It has long been known that vitamin D is extremely helpful for those who want to keep their bones strong. There has also been an interest in finding out if this particular vitamin can help in the fight against various types of cancer, especially the colorectal cancer. Up until this point there has only been conflicting and ambiguous information gathered through studies, but now, thanks to a new international study, we might be able to shed some light on this.
New study analyzes what role is vitamin D playing in colorectal cancer
A new study published in the Journal of the National Cancer Institute gives us the strongest evidence we’ve had so far that there is a link between colorectal cancer and vitamin D. According to Marji McCullough, a co-author of the study, a deficiency of Vitamin D in both women and men can increase the risk of this type of cancer by 30%. In contrast, people who had increased levels of the vitamin, above the necessary amount, actually had a 22% lower risk.
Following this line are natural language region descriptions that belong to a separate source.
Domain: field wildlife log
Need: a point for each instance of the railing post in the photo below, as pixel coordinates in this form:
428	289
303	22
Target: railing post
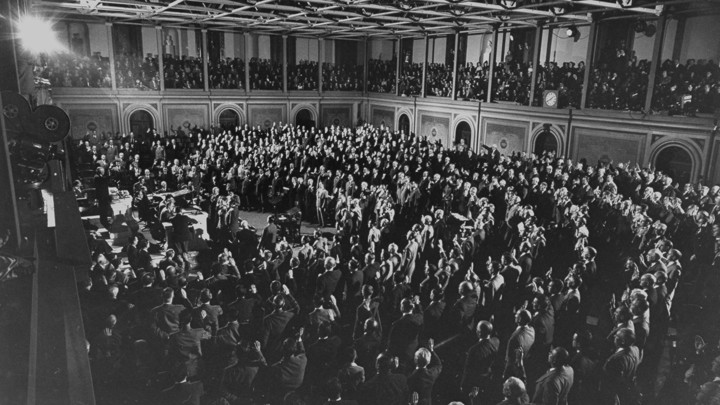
655	61
206	59
535	62
455	60
493	58
589	63
161	64
111	55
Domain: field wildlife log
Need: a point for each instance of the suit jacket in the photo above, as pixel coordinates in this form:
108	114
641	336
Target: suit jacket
523	337
273	330
269	237
554	386
186	393
422	380
478	364
403	339
166	318
385	389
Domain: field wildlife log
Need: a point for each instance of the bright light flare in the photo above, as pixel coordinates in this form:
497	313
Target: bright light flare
37	36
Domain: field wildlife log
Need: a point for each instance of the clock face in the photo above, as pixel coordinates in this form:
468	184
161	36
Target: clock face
551	99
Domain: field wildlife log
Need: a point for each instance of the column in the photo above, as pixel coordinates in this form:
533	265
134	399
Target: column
111	53
247	61
535	61
657	49
493	58
589	63
423	89
321	57
284	63
398	55
205	60
366	67
455	59
161	67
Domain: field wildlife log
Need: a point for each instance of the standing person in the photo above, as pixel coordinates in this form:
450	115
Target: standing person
102	185
554	386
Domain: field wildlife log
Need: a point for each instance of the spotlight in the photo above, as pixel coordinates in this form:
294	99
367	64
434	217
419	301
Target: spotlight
509	4
36	35
572	32
639	26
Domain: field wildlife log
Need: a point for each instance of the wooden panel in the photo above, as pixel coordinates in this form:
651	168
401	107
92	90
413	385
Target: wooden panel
183	117
435	127
507	136
594	145
337	114
87	118
266	115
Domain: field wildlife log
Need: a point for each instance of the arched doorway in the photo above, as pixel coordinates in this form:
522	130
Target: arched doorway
304	118
676	162
545	142
140	122
463	134
404	123
229	119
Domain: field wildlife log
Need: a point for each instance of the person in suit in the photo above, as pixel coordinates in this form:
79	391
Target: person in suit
554	386
522	338
238	379
403	338
211	312
618	379
477	371
387	387
273	327
328	281
428	367
350	374
166	317
335	393
181	234
269	236
368	346
183	392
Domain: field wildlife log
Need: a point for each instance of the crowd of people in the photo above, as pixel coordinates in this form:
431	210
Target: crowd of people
342	77
303	76
451	275
266	74
381	76
511	82
567	79
227	73
136	72
71	70
700	80
472	81
185	72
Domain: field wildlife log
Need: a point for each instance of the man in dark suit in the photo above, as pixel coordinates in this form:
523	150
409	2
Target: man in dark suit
328	281
618	380
403	338
212	312
386	388
554	386
522	338
166	317
181	234
183	392
273	327
478	363
269	236
427	369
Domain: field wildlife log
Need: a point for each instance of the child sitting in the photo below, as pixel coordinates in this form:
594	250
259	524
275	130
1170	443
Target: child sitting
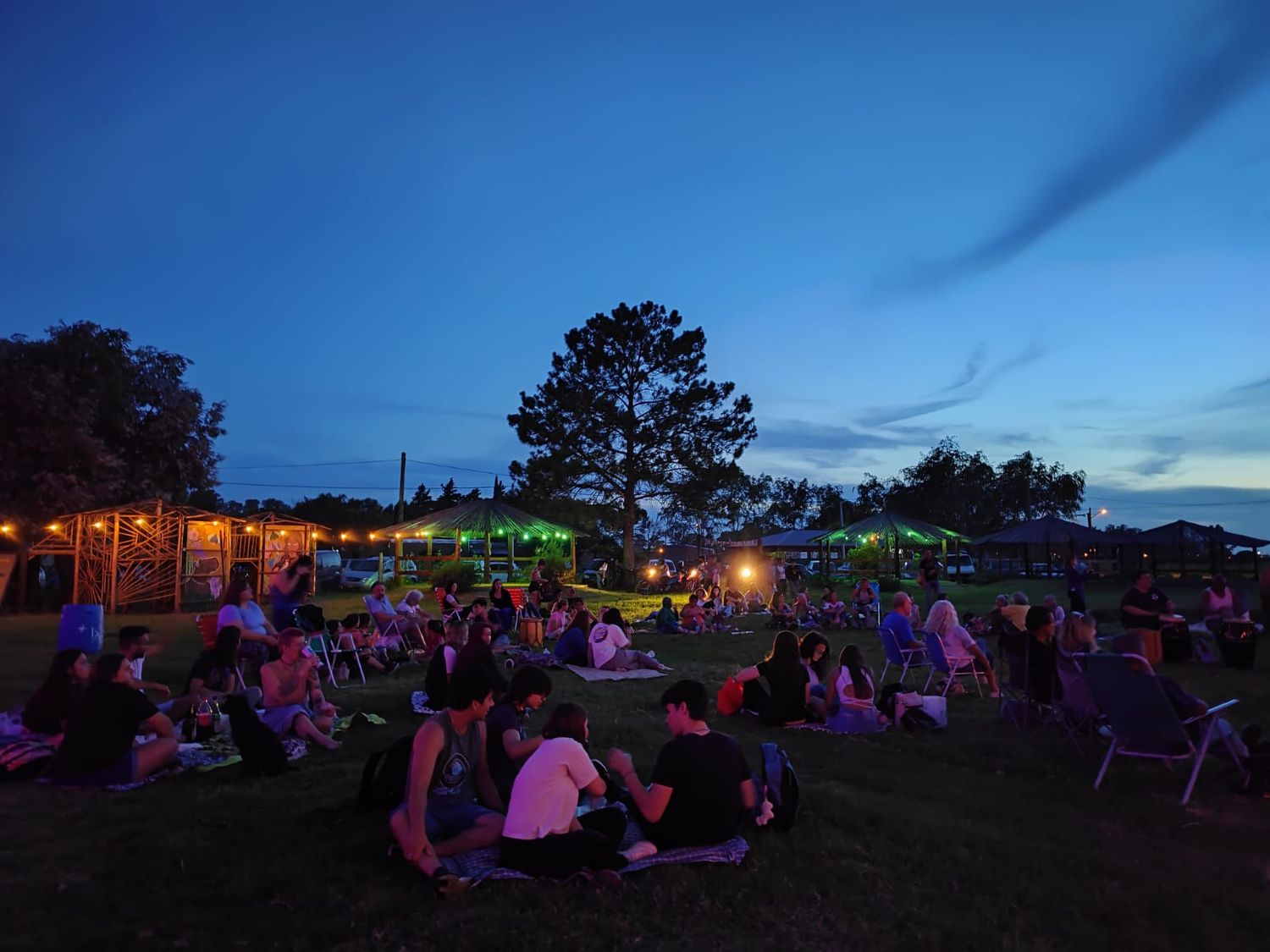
668	619
693	619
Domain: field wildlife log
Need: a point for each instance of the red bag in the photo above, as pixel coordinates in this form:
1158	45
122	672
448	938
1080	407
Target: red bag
731	697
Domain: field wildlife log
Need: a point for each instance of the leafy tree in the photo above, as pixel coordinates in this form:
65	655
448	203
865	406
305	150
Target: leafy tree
91	419
450	497
627	413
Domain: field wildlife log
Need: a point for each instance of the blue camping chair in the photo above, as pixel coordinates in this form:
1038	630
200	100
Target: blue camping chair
1142	720
940	664
903	658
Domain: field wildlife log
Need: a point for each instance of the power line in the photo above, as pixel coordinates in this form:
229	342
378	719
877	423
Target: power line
296	466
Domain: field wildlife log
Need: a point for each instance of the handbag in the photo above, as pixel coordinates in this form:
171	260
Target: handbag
731	697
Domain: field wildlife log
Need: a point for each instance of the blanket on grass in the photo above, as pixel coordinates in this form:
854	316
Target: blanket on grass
596	674
483	863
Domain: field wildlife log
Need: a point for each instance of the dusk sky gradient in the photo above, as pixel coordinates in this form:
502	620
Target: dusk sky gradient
389	215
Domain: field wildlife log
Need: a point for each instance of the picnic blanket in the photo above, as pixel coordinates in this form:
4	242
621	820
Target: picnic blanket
596	674
483	863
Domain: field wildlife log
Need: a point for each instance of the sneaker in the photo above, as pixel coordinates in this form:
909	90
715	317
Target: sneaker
640	850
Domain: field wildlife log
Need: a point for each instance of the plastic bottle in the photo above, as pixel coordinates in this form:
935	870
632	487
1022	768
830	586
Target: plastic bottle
203	720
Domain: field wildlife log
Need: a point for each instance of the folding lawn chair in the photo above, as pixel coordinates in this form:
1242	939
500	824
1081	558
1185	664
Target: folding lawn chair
454	614
903	658
1142	720
940	664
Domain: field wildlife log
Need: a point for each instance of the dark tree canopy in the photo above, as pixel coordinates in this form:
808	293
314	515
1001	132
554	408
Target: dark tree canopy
627	413
89	419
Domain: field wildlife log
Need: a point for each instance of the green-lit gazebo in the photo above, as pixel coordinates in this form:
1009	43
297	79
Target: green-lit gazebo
892	531
482	518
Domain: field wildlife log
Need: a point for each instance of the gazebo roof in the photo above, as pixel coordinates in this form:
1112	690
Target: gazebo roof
480	517
1048	530
1181	532
904	528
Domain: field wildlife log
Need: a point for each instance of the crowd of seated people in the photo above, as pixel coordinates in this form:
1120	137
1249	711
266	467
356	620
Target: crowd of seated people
698	791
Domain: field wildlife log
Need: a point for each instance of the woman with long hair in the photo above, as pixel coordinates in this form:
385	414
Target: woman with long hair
50	707
240	609
787	680
543	834
97	749
960	649
215	672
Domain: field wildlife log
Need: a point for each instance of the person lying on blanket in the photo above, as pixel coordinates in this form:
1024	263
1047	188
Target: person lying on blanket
544	834
97	749
700	789
609	647
1185	705
449	769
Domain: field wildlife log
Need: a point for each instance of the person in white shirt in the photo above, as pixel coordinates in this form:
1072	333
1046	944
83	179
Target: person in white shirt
959	647
609	647
544	835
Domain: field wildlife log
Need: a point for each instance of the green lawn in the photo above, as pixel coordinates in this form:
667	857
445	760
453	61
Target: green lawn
975	838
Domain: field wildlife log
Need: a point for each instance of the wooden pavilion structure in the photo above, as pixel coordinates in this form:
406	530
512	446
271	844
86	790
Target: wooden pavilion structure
163	556
488	520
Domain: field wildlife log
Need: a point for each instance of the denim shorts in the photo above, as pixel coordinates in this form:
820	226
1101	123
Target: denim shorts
444	820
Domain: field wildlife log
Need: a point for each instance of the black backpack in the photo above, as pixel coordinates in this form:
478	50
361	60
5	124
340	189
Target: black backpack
780	786
385	776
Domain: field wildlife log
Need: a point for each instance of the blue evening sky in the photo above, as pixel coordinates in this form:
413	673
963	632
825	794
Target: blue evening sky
370	223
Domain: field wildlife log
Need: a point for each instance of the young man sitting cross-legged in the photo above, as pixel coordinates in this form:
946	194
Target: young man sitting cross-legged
449	769
700	789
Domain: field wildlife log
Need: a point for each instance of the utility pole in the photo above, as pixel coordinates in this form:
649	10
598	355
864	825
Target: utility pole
401	492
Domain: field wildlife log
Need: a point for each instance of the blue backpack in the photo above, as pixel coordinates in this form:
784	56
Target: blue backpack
780	786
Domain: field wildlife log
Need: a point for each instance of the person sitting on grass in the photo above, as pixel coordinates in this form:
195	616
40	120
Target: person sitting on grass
558	619
609	647
543	834
259	636
667	619
213	675
863	598
294	702
787	680
960	650
441	668
507	743
449	771
780	609
97	749
502	608
53	701
1185	705
835	609
135	645
898	622
700	789
693	619
479	652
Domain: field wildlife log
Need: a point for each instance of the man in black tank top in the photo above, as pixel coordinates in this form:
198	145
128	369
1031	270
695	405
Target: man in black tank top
441	815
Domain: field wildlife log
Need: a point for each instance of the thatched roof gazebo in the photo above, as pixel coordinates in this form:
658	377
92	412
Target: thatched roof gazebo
1181	536
482	518
893	531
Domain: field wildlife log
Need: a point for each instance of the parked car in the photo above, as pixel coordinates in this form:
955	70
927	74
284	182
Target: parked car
327	566
363	573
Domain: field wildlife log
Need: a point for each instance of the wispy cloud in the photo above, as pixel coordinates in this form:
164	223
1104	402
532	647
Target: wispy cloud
1219	61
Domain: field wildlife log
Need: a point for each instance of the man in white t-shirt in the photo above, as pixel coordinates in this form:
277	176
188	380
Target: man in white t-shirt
135	645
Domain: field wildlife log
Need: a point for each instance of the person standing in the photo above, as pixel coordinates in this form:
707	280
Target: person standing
1077	574
929	574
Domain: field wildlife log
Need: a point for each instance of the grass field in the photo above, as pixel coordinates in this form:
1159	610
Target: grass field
977	838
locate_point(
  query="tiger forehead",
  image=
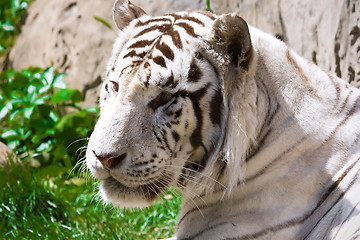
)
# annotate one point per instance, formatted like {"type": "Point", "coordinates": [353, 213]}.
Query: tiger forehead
{"type": "Point", "coordinates": [155, 43]}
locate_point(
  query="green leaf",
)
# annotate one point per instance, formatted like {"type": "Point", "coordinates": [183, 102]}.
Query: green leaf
{"type": "Point", "coordinates": [42, 123]}
{"type": "Point", "coordinates": [3, 112]}
{"type": "Point", "coordinates": [18, 80]}
{"type": "Point", "coordinates": [31, 89]}
{"type": "Point", "coordinates": [53, 116]}
{"type": "Point", "coordinates": [44, 146]}
{"type": "Point", "coordinates": [9, 133]}
{"type": "Point", "coordinates": [7, 26]}
{"type": "Point", "coordinates": [51, 170]}
{"type": "Point", "coordinates": [41, 100]}
{"type": "Point", "coordinates": [28, 111]}
{"type": "Point", "coordinates": [13, 144]}
{"type": "Point", "coordinates": [13, 114]}
{"type": "Point", "coordinates": [103, 21]}
{"type": "Point", "coordinates": [64, 95]}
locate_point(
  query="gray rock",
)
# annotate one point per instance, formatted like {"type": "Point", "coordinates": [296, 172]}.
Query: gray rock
{"type": "Point", "coordinates": [65, 33]}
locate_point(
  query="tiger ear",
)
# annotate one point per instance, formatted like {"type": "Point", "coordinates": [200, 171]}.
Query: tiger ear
{"type": "Point", "coordinates": [232, 35]}
{"type": "Point", "coordinates": [124, 12]}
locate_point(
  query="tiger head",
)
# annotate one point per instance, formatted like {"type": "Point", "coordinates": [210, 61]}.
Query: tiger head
{"type": "Point", "coordinates": [165, 101]}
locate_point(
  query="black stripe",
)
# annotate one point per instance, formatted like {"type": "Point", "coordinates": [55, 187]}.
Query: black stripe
{"type": "Point", "coordinates": [194, 73]}
{"type": "Point", "coordinates": [175, 136]}
{"type": "Point", "coordinates": [175, 37]}
{"type": "Point", "coordinates": [195, 97]}
{"type": "Point", "coordinates": [160, 61]}
{"type": "Point", "coordinates": [193, 19]}
{"type": "Point", "coordinates": [142, 43]}
{"type": "Point", "coordinates": [171, 83]}
{"type": "Point", "coordinates": [166, 50]}
{"type": "Point", "coordinates": [188, 28]}
{"type": "Point", "coordinates": [216, 108]}
{"type": "Point", "coordinates": [151, 21]}
{"type": "Point", "coordinates": [161, 28]}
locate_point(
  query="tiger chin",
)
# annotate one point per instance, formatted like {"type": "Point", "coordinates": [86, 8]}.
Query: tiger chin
{"type": "Point", "coordinates": [261, 142]}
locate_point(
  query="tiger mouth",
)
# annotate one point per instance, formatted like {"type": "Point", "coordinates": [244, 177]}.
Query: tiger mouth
{"type": "Point", "coordinates": [149, 192]}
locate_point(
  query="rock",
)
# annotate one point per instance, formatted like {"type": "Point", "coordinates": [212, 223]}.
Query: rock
{"type": "Point", "coordinates": [65, 33]}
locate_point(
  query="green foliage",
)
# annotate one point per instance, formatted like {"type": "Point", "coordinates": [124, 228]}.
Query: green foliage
{"type": "Point", "coordinates": [35, 118]}
{"type": "Point", "coordinates": [208, 8]}
{"type": "Point", "coordinates": [32, 207]}
{"type": "Point", "coordinates": [11, 14]}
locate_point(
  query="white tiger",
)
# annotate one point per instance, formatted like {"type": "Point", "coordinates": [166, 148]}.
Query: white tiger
{"type": "Point", "coordinates": [262, 143]}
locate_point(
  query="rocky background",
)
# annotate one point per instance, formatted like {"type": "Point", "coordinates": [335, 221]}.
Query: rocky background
{"type": "Point", "coordinates": [68, 35]}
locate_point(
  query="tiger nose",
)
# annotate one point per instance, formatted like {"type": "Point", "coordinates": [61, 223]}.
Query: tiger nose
{"type": "Point", "coordinates": [110, 161]}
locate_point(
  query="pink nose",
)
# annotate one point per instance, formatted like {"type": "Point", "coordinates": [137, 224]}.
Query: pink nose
{"type": "Point", "coordinates": [110, 161]}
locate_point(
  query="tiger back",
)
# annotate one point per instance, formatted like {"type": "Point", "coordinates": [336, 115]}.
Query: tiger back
{"type": "Point", "coordinates": [261, 142]}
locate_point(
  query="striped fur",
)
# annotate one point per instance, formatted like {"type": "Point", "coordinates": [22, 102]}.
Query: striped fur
{"type": "Point", "coordinates": [262, 143]}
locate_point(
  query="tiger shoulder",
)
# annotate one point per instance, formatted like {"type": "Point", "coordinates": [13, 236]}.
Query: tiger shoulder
{"type": "Point", "coordinates": [261, 143]}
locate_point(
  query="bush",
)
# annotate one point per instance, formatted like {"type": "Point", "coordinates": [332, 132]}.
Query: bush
{"type": "Point", "coordinates": [40, 117]}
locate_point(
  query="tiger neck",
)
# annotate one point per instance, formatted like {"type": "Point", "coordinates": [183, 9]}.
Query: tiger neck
{"type": "Point", "coordinates": [282, 138]}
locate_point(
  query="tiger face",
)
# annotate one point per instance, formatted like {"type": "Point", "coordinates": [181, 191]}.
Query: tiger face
{"type": "Point", "coordinates": [162, 105]}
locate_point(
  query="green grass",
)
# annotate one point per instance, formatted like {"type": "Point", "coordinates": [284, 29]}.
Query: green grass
{"type": "Point", "coordinates": [65, 207]}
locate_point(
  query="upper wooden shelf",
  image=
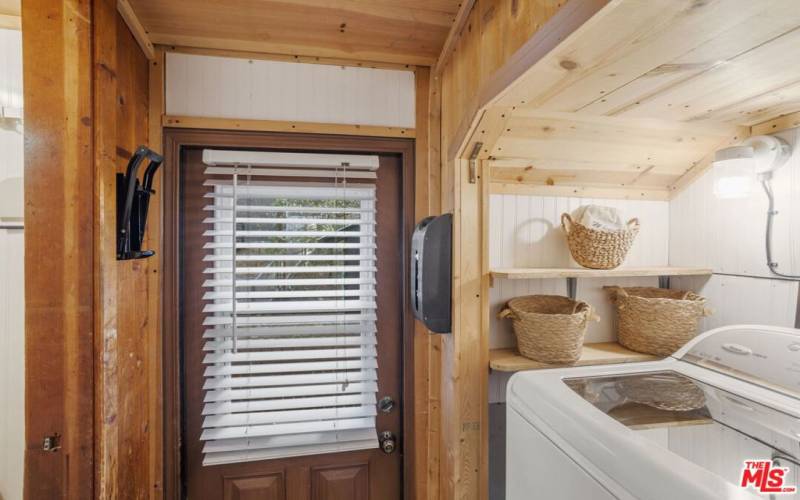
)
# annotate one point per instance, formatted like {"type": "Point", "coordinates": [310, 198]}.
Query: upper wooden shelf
{"type": "Point", "coordinates": [634, 95]}
{"type": "Point", "coordinates": [519, 273]}
{"type": "Point", "coordinates": [601, 353]}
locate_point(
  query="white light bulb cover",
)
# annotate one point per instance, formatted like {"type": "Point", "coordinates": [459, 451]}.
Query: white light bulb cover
{"type": "Point", "coordinates": [737, 168]}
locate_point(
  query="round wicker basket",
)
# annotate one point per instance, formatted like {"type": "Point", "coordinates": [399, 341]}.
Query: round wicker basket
{"type": "Point", "coordinates": [664, 391]}
{"type": "Point", "coordinates": [598, 249]}
{"type": "Point", "coordinates": [656, 321]}
{"type": "Point", "coordinates": [549, 328]}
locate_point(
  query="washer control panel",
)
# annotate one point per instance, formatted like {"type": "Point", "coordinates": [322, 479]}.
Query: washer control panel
{"type": "Point", "coordinates": [767, 356]}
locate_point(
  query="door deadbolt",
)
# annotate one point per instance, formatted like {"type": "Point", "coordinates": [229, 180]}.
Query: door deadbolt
{"type": "Point", "coordinates": [386, 404]}
{"type": "Point", "coordinates": [388, 442]}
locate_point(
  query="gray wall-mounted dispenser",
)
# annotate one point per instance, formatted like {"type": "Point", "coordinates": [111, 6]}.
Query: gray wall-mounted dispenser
{"type": "Point", "coordinates": [431, 272]}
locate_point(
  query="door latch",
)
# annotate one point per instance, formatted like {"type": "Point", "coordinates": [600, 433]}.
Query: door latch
{"type": "Point", "coordinates": [51, 443]}
{"type": "Point", "coordinates": [388, 442]}
{"type": "Point", "coordinates": [386, 404]}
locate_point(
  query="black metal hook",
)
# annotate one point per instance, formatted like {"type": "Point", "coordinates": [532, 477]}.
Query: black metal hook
{"type": "Point", "coordinates": [133, 199]}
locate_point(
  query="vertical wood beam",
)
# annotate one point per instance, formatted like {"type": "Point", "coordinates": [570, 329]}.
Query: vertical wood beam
{"type": "Point", "coordinates": [435, 342]}
{"type": "Point", "coordinates": [107, 439]}
{"type": "Point", "coordinates": [58, 247]}
{"type": "Point", "coordinates": [154, 236]}
{"type": "Point", "coordinates": [421, 334]}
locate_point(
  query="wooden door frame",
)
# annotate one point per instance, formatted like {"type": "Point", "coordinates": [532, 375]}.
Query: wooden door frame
{"type": "Point", "coordinates": [174, 141]}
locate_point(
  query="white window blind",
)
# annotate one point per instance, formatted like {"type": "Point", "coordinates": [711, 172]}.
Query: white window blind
{"type": "Point", "coordinates": [290, 305]}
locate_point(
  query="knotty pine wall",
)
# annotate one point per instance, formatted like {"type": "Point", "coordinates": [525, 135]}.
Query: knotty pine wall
{"type": "Point", "coordinates": [12, 293]}
{"type": "Point", "coordinates": [254, 89]}
{"type": "Point", "coordinates": [491, 33]}
{"type": "Point", "coordinates": [91, 323]}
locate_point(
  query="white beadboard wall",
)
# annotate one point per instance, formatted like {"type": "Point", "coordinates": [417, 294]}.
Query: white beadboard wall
{"type": "Point", "coordinates": [12, 303]}
{"type": "Point", "coordinates": [525, 231]}
{"type": "Point", "coordinates": [224, 87]}
{"type": "Point", "coordinates": [728, 236]}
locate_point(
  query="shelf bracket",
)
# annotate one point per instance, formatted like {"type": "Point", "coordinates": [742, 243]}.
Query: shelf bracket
{"type": "Point", "coordinates": [572, 288]}
{"type": "Point", "coordinates": [473, 162]}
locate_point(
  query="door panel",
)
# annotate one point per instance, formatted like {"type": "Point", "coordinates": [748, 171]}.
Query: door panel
{"type": "Point", "coordinates": [363, 474]}
{"type": "Point", "coordinates": [261, 487]}
{"type": "Point", "coordinates": [340, 483]}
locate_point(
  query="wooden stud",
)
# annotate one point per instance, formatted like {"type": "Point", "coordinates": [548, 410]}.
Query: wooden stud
{"type": "Point", "coordinates": [154, 340]}
{"type": "Point", "coordinates": [198, 122]}
{"type": "Point", "coordinates": [59, 306]}
{"type": "Point", "coordinates": [8, 22]}
{"type": "Point", "coordinates": [421, 334]}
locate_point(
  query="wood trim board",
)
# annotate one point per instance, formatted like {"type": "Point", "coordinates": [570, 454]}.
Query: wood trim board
{"type": "Point", "coordinates": [197, 122]}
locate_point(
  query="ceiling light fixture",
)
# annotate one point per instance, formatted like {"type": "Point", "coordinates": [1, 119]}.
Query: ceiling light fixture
{"type": "Point", "coordinates": [738, 168]}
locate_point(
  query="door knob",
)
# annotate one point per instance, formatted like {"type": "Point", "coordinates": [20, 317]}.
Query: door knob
{"type": "Point", "coordinates": [388, 442]}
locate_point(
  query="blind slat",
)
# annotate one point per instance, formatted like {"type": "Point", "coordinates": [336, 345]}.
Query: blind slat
{"type": "Point", "coordinates": [279, 417]}
{"type": "Point", "coordinates": [261, 393]}
{"type": "Point", "coordinates": [289, 208]}
{"type": "Point", "coordinates": [305, 366]}
{"type": "Point", "coordinates": [288, 354]}
{"type": "Point", "coordinates": [316, 292]}
{"type": "Point", "coordinates": [289, 282]}
{"type": "Point", "coordinates": [314, 319]}
{"type": "Point", "coordinates": [290, 269]}
{"type": "Point", "coordinates": [290, 428]}
{"type": "Point", "coordinates": [226, 407]}
{"type": "Point", "coordinates": [334, 328]}
{"type": "Point", "coordinates": [301, 379]}
{"type": "Point", "coordinates": [291, 306]}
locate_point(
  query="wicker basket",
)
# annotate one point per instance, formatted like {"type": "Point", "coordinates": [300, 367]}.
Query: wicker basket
{"type": "Point", "coordinates": [549, 328]}
{"type": "Point", "coordinates": [597, 249]}
{"type": "Point", "coordinates": [656, 321]}
{"type": "Point", "coordinates": [665, 391]}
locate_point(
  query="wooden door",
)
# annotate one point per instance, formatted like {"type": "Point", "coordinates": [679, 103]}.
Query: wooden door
{"type": "Point", "coordinates": [352, 475]}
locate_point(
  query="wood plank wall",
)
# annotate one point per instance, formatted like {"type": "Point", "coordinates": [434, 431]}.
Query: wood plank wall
{"type": "Point", "coordinates": [494, 30]}
{"type": "Point", "coordinates": [90, 320]}
{"type": "Point", "coordinates": [127, 300]}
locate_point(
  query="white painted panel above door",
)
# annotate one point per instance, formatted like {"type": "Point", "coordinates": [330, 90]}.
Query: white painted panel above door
{"type": "Point", "coordinates": [226, 87]}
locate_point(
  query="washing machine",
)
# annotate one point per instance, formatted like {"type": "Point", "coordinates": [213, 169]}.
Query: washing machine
{"type": "Point", "coordinates": [719, 419]}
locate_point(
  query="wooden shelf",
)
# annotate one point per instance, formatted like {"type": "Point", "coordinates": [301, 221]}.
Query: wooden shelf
{"type": "Point", "coordinates": [601, 353]}
{"type": "Point", "coordinates": [519, 273]}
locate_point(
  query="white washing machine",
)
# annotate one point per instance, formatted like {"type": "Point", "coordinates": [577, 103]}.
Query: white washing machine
{"type": "Point", "coordinates": [679, 428]}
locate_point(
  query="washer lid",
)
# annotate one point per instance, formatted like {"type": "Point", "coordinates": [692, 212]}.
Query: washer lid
{"type": "Point", "coordinates": [763, 355]}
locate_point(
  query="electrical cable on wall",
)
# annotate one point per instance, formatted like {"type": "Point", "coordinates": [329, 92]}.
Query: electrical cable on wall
{"type": "Point", "coordinates": [766, 182]}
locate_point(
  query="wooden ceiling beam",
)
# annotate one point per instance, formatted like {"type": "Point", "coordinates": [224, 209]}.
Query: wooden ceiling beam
{"type": "Point", "coordinates": [452, 36]}
{"type": "Point", "coordinates": [139, 33]}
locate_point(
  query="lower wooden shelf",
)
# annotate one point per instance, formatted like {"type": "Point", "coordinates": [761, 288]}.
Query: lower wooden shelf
{"type": "Point", "coordinates": [600, 353]}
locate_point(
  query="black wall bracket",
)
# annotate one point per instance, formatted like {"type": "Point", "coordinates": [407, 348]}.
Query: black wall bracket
{"type": "Point", "coordinates": [133, 199]}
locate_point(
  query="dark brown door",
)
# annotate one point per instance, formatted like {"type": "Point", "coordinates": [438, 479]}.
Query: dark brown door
{"type": "Point", "coordinates": [352, 475]}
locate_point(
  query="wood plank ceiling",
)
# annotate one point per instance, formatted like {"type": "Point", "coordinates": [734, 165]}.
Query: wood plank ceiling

This study covered 12,813 adult people in Europe, Asia and the US and it analyzed people with colorectal cancer and people of a similar age and race who did not have cancer. Researchers examined blood samples that were taken before the participants were diagnosed with cancer and they also took into consideration the factors that normally trigger colorectal cancer, such as lack of physical activity and smoking. McCullough stated that even a greater amount of Vitamin D than the optimal dose for bone health might be needed in order to prevent this disease.
More does not mean better
The authors of the paper also observed the fact that increased vitamin D levels in the blood do not in fact provide any more benefits. This only means that there is no point in having an increased intake of the vitamin, over the sufficient range, since this would not further reduce the risk of developing colorectal cancer.
One more interesting finding of the study was a quite strong connection between lower risk of this type of cancer in women and higher blood levels of vitamin D. The researchers do not know the exact cause of this, but they believe that it might have something to do with the way vitamin D interacts with female hormones. McCullough also advised people to be careful with how much vitamin D they take, as taking too much can be toxic and can even cause kidney stones.
However, the study does not tell us whether vitamin D from sunlight, food or supplements can play a role in lowering the risk of developing colorectal cancer. We might have to wait for a larger study to take place.